QuarkXPress displays facing pages next to each other on the screen (see Figure 4-5). For example, when you move from page two to page three you must scroll “across” rather than “down.” Note that even page numbers always fall on the left; odd numbers always fall on the right.

Figure 4-5. Facing pages

If you check Facing Pages in the New Document dialog box, XPress sets up two master pages: a left and a right page. These can be almost completely different from each another (we'll see how soon).

Automatic Text Box

Here's a relatively easy choice: Do you want your first page and all subsequently added pages to have text boxes automatically placed on them? If so, turn on the Automatic Text Box option. This is clearly the way to go if you're working with documents such as books or flyers that are mostly text. However, if you're designing an advertisement with text and pictures placed all over the page, there's really no good reason to use the Automatic Text Box feature.
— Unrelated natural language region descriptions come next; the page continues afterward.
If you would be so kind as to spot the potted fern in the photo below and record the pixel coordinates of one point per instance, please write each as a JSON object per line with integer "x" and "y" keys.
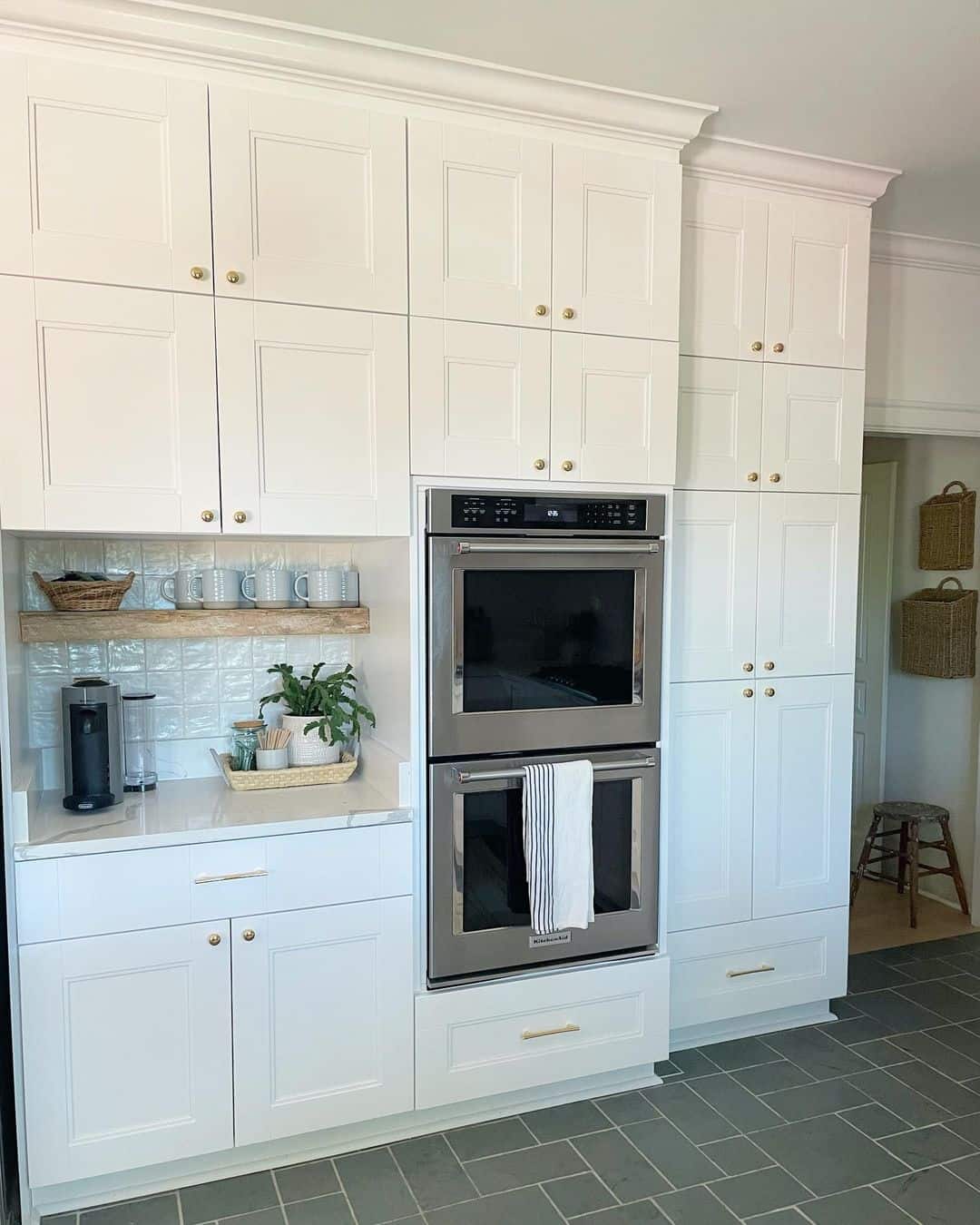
{"x": 322, "y": 713}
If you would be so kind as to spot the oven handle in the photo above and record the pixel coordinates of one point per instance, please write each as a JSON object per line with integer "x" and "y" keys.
{"x": 494, "y": 774}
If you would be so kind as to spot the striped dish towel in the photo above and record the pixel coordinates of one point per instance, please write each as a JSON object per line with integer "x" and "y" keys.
{"x": 557, "y": 846}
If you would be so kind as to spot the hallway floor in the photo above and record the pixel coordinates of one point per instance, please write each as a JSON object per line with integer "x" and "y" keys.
{"x": 872, "y": 1120}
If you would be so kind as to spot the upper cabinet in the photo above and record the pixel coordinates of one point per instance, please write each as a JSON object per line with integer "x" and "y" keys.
{"x": 105, "y": 175}
{"x": 309, "y": 201}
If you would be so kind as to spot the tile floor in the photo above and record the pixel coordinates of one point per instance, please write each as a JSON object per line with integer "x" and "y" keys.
{"x": 874, "y": 1120}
If you do check Automatic Text Box, the text box that QuarkXPress makes for you is set to the same number of columns and gutter size that you specified in the Column Guides area, and it fills the page out to the margin guides. I discuss the Automatic Text Box checkbox in detail in “Automatic Text Boxes,” later in this chapter.


Check That New Document Dialog Box. QuarkXPress remembers what you selected in the New Document dialog box for the last document, and gives you the same thing next time you start on a new document. This can be helpful or it can be a drag (especially when one of your colleagues creates a 3-by-5-inch document just before you start working on a tabloid-sized job). You'll hear me say this throughout the book: Verify each dialog box as you go. Don't just assume that you want every default setting. Pay attention to those details and you'll rarely go wrong.